Class myself as a novice but know the basics.

I've had my machine a couple of weeks and things are going well but out of the beans I've tried this one is yucky

Not knowing that much is there a way you can alter the bean character/flavour using different pour techniques/methods if so how does it affect flavour?

Grapefruit like acidity, a kick in the mouth fresh, bright, light coffee, which then turns into big blackcurrant with apricots and mixed summer fruits. Not for espresso for me, but for those who like sour sweets then maybe it is.

I've calbrated my grinder for the 'perfect' shot, got everything up to temp, tried 4/5 shots and a few lattes, still find it undrinkable.
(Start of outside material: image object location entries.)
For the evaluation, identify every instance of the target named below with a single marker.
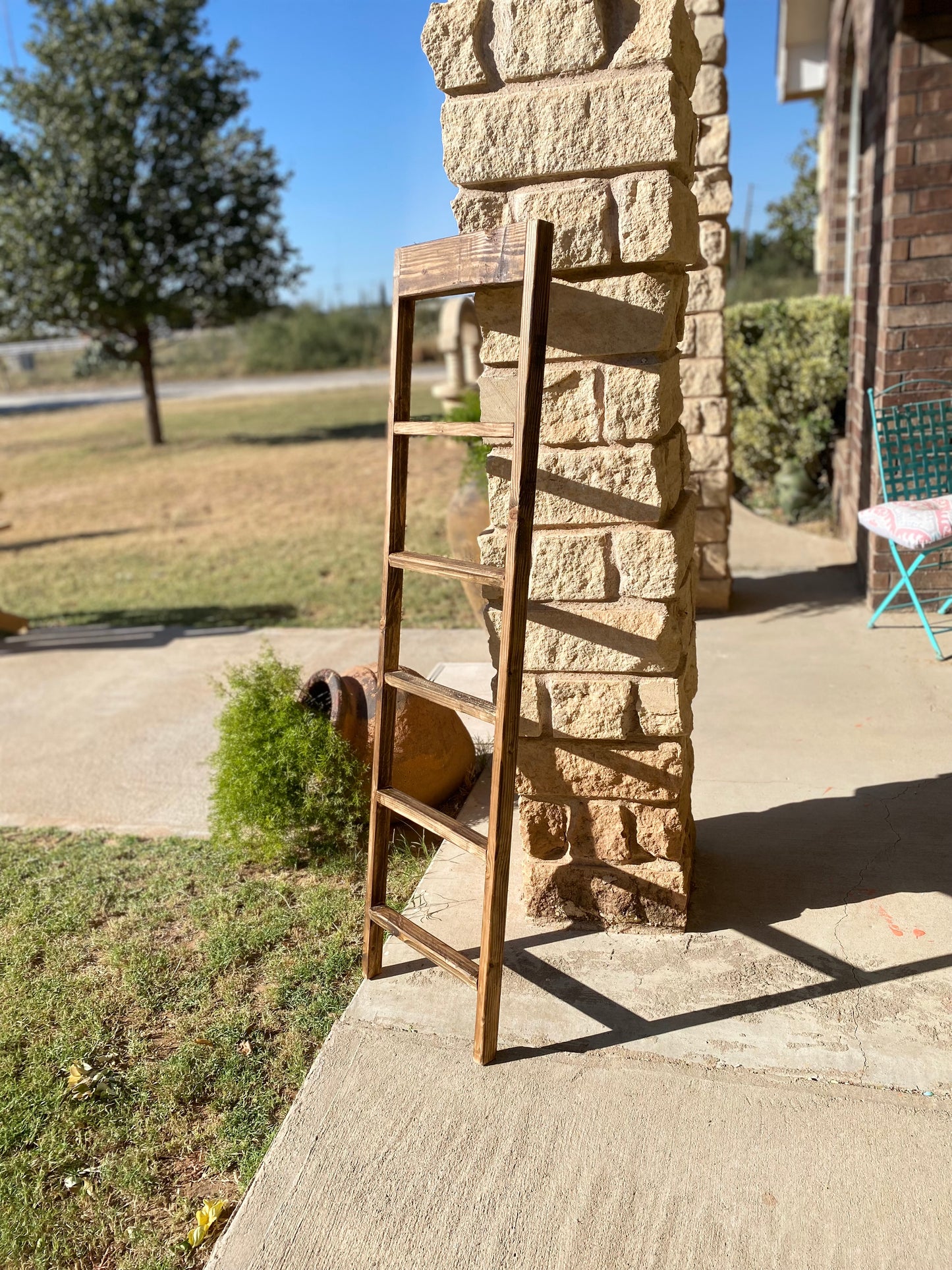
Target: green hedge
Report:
(787, 378)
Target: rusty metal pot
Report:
(433, 751)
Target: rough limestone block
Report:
(480, 210)
(632, 637)
(615, 708)
(657, 219)
(714, 141)
(582, 214)
(596, 708)
(646, 771)
(709, 334)
(571, 411)
(641, 403)
(715, 489)
(564, 565)
(664, 703)
(709, 31)
(652, 560)
(706, 290)
(602, 486)
(709, 453)
(706, 415)
(711, 526)
(567, 129)
(451, 42)
(658, 32)
(710, 96)
(712, 188)
(714, 593)
(714, 560)
(544, 828)
(619, 316)
(626, 832)
(538, 38)
(608, 894)
(714, 242)
(702, 376)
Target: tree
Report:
(791, 220)
(134, 197)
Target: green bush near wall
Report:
(787, 366)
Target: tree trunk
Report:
(154, 423)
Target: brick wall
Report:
(903, 248)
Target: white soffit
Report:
(801, 49)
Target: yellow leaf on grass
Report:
(205, 1218)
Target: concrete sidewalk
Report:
(125, 719)
(739, 1096)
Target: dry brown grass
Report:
(264, 509)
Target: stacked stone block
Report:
(579, 112)
(706, 405)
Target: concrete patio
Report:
(770, 1089)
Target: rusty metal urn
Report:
(433, 752)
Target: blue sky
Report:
(347, 98)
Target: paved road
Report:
(190, 390)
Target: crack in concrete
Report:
(858, 886)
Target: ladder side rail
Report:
(512, 648)
(391, 612)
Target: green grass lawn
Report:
(197, 990)
(263, 511)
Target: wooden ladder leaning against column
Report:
(513, 254)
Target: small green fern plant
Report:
(285, 782)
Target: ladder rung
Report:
(442, 695)
(464, 571)
(428, 818)
(435, 950)
(447, 428)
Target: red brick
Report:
(931, 152)
(904, 156)
(920, 79)
(930, 200)
(937, 100)
(922, 126)
(920, 360)
(926, 293)
(920, 271)
(923, 223)
(928, 337)
(931, 245)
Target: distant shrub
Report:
(787, 379)
(308, 338)
(285, 782)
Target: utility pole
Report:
(9, 37)
(745, 231)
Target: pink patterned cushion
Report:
(914, 526)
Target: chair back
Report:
(913, 440)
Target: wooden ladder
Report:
(513, 254)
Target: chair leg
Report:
(908, 583)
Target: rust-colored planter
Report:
(467, 516)
(433, 751)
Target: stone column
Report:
(706, 405)
(579, 112)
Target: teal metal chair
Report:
(914, 452)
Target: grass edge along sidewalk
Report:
(160, 1004)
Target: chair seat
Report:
(912, 525)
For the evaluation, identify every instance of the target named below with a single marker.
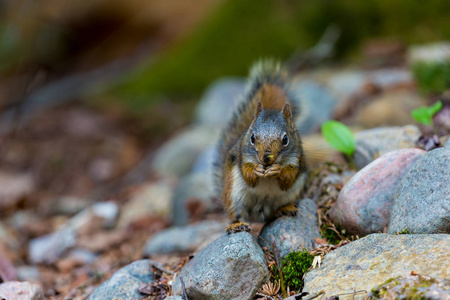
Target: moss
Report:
(295, 265)
(240, 32)
(432, 77)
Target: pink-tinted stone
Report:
(21, 291)
(365, 202)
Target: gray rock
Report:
(364, 203)
(108, 211)
(48, 248)
(345, 84)
(177, 156)
(204, 162)
(387, 78)
(194, 187)
(154, 199)
(232, 267)
(21, 291)
(82, 255)
(218, 102)
(317, 105)
(125, 282)
(182, 239)
(68, 205)
(293, 233)
(101, 215)
(372, 143)
(390, 109)
(412, 287)
(423, 201)
(372, 260)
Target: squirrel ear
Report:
(258, 108)
(287, 110)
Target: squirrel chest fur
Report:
(261, 167)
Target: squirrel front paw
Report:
(273, 171)
(238, 226)
(259, 171)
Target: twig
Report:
(184, 288)
(266, 296)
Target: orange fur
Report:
(272, 97)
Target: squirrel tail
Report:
(269, 83)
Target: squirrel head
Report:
(272, 135)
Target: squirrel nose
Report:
(268, 158)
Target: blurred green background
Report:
(154, 58)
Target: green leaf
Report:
(339, 136)
(425, 114)
(435, 108)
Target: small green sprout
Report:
(424, 114)
(295, 265)
(339, 136)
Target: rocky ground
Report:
(151, 227)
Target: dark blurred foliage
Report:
(167, 52)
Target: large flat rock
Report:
(372, 260)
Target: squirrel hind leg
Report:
(238, 226)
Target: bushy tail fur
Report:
(269, 83)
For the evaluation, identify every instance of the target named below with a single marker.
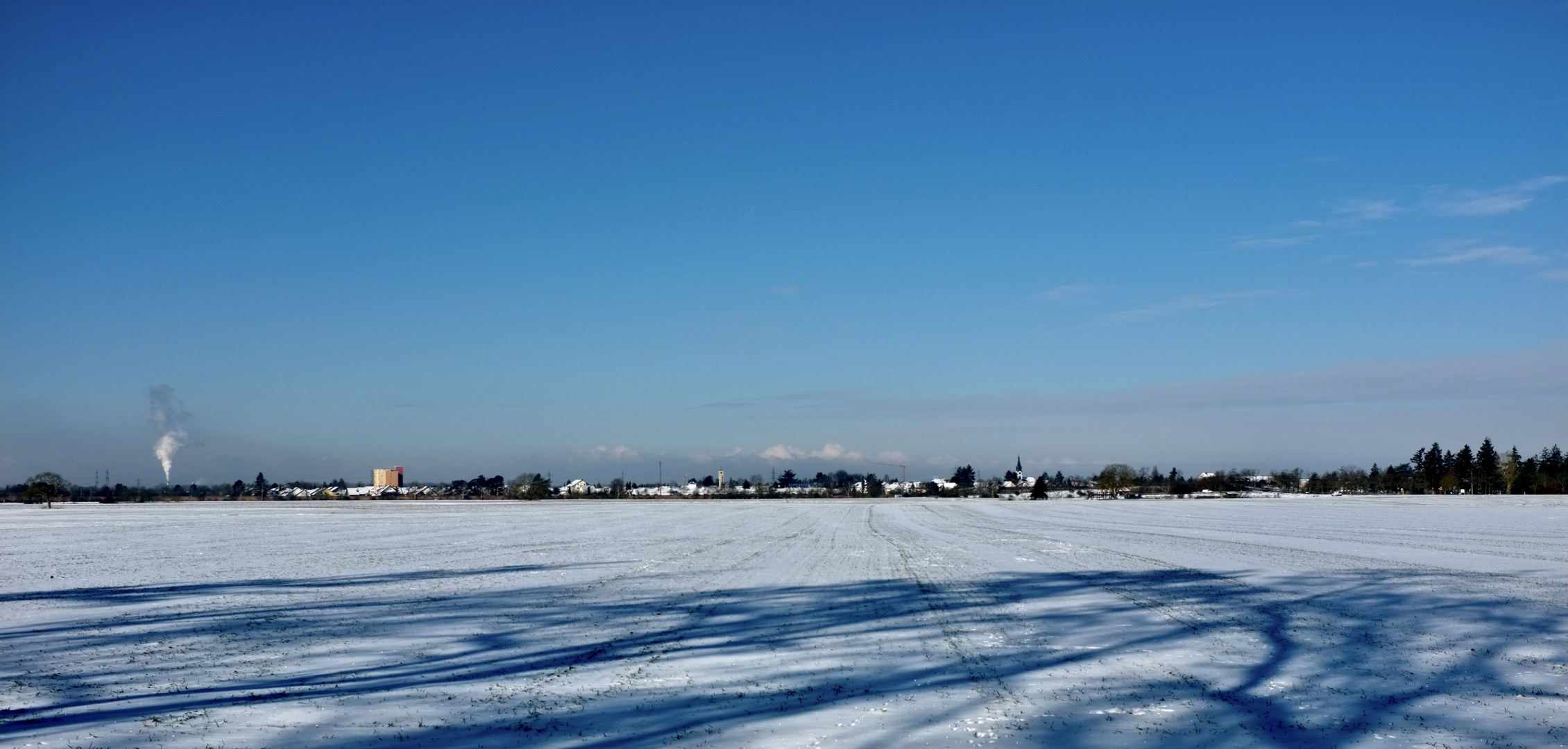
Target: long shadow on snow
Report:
(1350, 630)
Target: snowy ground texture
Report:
(1302, 623)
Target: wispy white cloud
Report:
(1275, 242)
(1367, 210)
(1189, 303)
(835, 451)
(783, 451)
(1488, 203)
(1498, 255)
(1071, 292)
(620, 451)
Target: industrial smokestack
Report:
(168, 415)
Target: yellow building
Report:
(389, 476)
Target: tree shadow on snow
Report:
(1305, 662)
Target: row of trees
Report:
(1429, 470)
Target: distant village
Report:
(1429, 470)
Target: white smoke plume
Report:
(168, 415)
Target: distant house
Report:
(388, 476)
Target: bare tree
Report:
(46, 486)
(1117, 476)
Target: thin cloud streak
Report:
(1275, 242)
(1187, 304)
(1524, 377)
(1498, 255)
(1071, 292)
(1490, 203)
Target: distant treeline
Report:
(1429, 470)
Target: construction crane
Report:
(903, 472)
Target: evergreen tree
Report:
(1487, 466)
(1465, 469)
(963, 475)
(1039, 491)
(1510, 469)
(1432, 467)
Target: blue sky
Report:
(587, 237)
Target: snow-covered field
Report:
(1304, 623)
Any help advice out there or are they for the bin?


----------



## CoffeeMagic (Aug 7, 2011)

Use it in a French Press or filter. Coffees with a high acidity don't usually make good espresso, but work well with other brewing methods.


----------



## MikeHag (Mar 13, 2011)

I had some musasa coop from has bean a few months back. One thing you could try is leaving it a few weeks. I found that the acidity tailed off a bit and it then made a lovely espresso.


----------



## RolandG (Jul 25, 2010)

The way the shot is pulled can make a big difference to the flavour. As a starting point, if it's the acidity that's not tasting great a couple of things you could try -

Use a smaller dose and grinding finer to slow down the shot - so try a couple of grams of coffee less and adjust the grind for a 30s-ish pour - and see if that tastes any better. Watch the colour of the shot - it should become steadily lighter during the pour (blonding). If it's still tasting too acidic, try repeating and letting the shot run a little longer. This will make the apparent acidity less, although it will also reduce perceived sweetness and increase bitterness.

If that's not what it is you aren't enjoying, try and identify what the "yucky" part of the flavour is - sour/bitter/etc.


----------